現代っ子はスマホ姿勢などに代表されるように猫背になっているケースが多く、顔、首が前に出て、アゴが上がり、肩、背中、腰が丸くなるので、結果的に腕が上がりにくくなり、肘が下がったフォームになります。

肘が下がったフォームで動作を繰り返せば、当然肘に負担がかかってしまいます。

そしてさらに問題なのは、フォーム的な問題だけでなく、体の緊張やこわばりが肘に影響してきます。

首が前に出た姿勢というのは、首が縮こまっている状態となり、イメージ的には亀を驚かすと甲羅の中に首を引っ込めた状態になりますが、それと同じように首が短くなり、背が低くなったような姿勢になります。

首には自律神経をコントロールしている中枢があるので、首が縮こまった状態でいると、必然的に手足も力み、こわばった状態になります。

腕というのは本来ムチのように力みなく、しなやかにしなってくれたら理想的なのですが、腕がこわばってしまうと、腕も曲がろうとし、縮こまった状態のままで投げようとします。

ムチのようにしなっている時は、アクセルだけを踏んで車を走らせているような状態ですが、ブレーキとアクセルを同時に踏みながら進もうとするのと同じような状態になります。当然そうなれば車も故障してしまいますよね。

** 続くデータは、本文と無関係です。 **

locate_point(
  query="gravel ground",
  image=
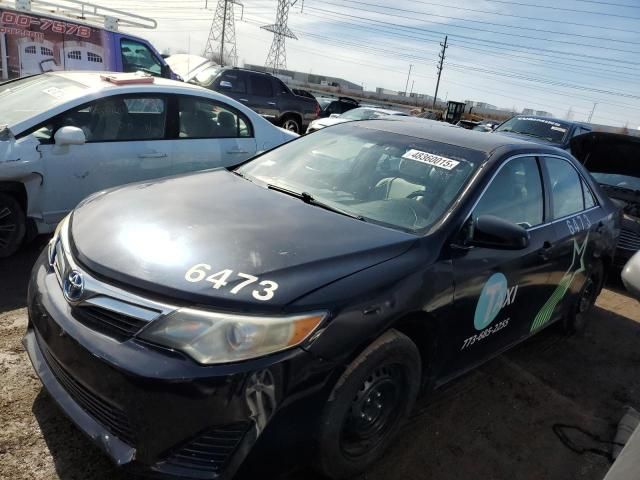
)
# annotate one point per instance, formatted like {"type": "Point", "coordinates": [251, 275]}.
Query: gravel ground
{"type": "Point", "coordinates": [494, 423]}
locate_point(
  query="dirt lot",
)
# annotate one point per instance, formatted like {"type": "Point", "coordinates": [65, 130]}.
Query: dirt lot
{"type": "Point", "coordinates": [495, 423]}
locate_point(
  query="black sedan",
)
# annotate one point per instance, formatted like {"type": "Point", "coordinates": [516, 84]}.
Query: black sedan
{"type": "Point", "coordinates": [180, 322]}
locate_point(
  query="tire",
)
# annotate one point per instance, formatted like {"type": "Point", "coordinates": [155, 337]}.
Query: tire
{"type": "Point", "coordinates": [13, 225]}
{"type": "Point", "coordinates": [292, 124]}
{"type": "Point", "coordinates": [368, 405]}
{"type": "Point", "coordinates": [576, 320]}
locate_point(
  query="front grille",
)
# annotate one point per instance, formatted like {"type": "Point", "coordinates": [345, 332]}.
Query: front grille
{"type": "Point", "coordinates": [116, 325]}
{"type": "Point", "coordinates": [109, 416]}
{"type": "Point", "coordinates": [209, 451]}
{"type": "Point", "coordinates": [629, 240]}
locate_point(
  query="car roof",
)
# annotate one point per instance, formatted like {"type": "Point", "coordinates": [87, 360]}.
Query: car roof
{"type": "Point", "coordinates": [93, 80]}
{"type": "Point", "coordinates": [553, 119]}
{"type": "Point", "coordinates": [380, 109]}
{"type": "Point", "coordinates": [444, 133]}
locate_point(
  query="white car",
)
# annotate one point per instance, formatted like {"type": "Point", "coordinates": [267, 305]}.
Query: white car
{"type": "Point", "coordinates": [65, 135]}
{"type": "Point", "coordinates": [361, 113]}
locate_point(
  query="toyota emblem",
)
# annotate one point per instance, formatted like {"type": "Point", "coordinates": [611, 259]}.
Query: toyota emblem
{"type": "Point", "coordinates": [73, 286]}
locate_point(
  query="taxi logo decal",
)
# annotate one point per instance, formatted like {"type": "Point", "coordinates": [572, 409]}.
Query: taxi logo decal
{"type": "Point", "coordinates": [494, 297]}
{"type": "Point", "coordinates": [576, 267]}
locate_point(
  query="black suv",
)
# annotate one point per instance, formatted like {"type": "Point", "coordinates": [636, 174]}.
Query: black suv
{"type": "Point", "coordinates": [264, 93]}
{"type": "Point", "coordinates": [545, 130]}
{"type": "Point", "coordinates": [330, 105]}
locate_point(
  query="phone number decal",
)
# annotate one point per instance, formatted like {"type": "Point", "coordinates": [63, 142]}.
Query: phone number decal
{"type": "Point", "coordinates": [218, 280]}
{"type": "Point", "coordinates": [487, 332]}
{"type": "Point", "coordinates": [56, 26]}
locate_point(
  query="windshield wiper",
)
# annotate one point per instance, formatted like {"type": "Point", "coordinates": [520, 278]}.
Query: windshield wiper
{"type": "Point", "coordinates": [308, 198]}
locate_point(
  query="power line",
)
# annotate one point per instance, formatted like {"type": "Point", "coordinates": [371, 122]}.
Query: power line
{"type": "Point", "coordinates": [494, 32]}
{"type": "Point", "coordinates": [523, 17]}
{"type": "Point", "coordinates": [561, 9]}
{"type": "Point", "coordinates": [475, 39]}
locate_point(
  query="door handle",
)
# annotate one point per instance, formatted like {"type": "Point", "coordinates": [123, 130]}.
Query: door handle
{"type": "Point", "coordinates": [545, 251]}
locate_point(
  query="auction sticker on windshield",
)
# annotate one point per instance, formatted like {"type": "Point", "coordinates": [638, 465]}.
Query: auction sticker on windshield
{"type": "Point", "coordinates": [431, 159]}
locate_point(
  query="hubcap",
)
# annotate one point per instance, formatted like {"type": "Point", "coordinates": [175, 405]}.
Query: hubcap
{"type": "Point", "coordinates": [373, 410]}
{"type": "Point", "coordinates": [291, 126]}
{"type": "Point", "coordinates": [8, 226]}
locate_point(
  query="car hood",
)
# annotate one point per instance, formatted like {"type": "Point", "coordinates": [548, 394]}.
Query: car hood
{"type": "Point", "coordinates": [608, 153]}
{"type": "Point", "coordinates": [148, 235]}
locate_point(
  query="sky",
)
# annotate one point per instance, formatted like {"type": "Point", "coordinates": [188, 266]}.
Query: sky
{"type": "Point", "coordinates": [562, 57]}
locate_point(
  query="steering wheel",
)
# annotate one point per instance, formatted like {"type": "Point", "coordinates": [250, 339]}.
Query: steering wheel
{"type": "Point", "coordinates": [416, 194]}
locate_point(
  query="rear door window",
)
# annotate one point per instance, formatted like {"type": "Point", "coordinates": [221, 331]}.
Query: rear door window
{"type": "Point", "coordinates": [515, 194]}
{"type": "Point", "coordinates": [566, 187]}
{"type": "Point", "coordinates": [203, 118]}
{"type": "Point", "coordinates": [261, 86]}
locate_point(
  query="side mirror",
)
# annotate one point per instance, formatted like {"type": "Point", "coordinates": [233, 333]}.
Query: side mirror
{"type": "Point", "coordinates": [70, 136]}
{"type": "Point", "coordinates": [493, 232]}
{"type": "Point", "coordinates": [631, 275]}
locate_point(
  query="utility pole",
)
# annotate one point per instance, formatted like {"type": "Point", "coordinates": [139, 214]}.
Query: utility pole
{"type": "Point", "coordinates": [441, 57]}
{"type": "Point", "coordinates": [407, 84]}
{"type": "Point", "coordinates": [277, 57]}
{"type": "Point", "coordinates": [592, 110]}
{"type": "Point", "coordinates": [222, 35]}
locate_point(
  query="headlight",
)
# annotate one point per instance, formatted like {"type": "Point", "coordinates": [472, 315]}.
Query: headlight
{"type": "Point", "coordinates": [211, 338]}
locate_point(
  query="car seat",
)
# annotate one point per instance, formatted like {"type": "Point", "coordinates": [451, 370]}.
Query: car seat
{"type": "Point", "coordinates": [107, 120]}
{"type": "Point", "coordinates": [226, 125]}
{"type": "Point", "coordinates": [410, 178]}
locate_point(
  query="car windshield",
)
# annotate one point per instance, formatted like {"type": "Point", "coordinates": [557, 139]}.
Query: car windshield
{"type": "Point", "coordinates": [28, 97]}
{"type": "Point", "coordinates": [617, 180]}
{"type": "Point", "coordinates": [363, 114]}
{"type": "Point", "coordinates": [536, 127]}
{"type": "Point", "coordinates": [395, 180]}
{"type": "Point", "coordinates": [205, 77]}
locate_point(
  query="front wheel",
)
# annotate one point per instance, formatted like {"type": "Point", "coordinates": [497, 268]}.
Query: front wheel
{"type": "Point", "coordinates": [12, 225]}
{"type": "Point", "coordinates": [368, 406]}
{"type": "Point", "coordinates": [292, 124]}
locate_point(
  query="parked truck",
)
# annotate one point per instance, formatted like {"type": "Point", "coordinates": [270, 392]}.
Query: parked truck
{"type": "Point", "coordinates": [38, 36]}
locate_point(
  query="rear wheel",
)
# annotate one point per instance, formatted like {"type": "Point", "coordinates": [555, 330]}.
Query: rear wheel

「投げたいんだけど投げたくない」「腕を振りたいんだけど振りたくない」「腕を伸ばしたいんだけど伸ばしたくない」といったような動き方になります。

そうなると、肘はどうなるかというと、関節が慢性的に曲がった状態となり、肘の内部で炎症が起きやすくなり、靭帯や軟骨組織に影響が出てしまいます。

そして、痛みが出てきてしまうと、痛みをかばうために余計に腕に力が入ってしまい、それをかばって使おうとするので、またさらに縮こまろうとする・・・といったような負の連鎖に陥ってしまい、どんどん痛みが増幅していきます。

したがって、
①痛みが出ればかばって投げないよう無理をしないこと。
②猫背の姿勢を正すこと。(首を正しく伸ばすこと)
③首の奥の緊張、こわばりを緩め、力の抜けた腕振りができるようにする。
ということが重要になってきます。

整形外科や整骨院では、肘しか診ないという所が多いとは思いますが、体全体のメカニズムとして、肘を捉えることが重要になってきます。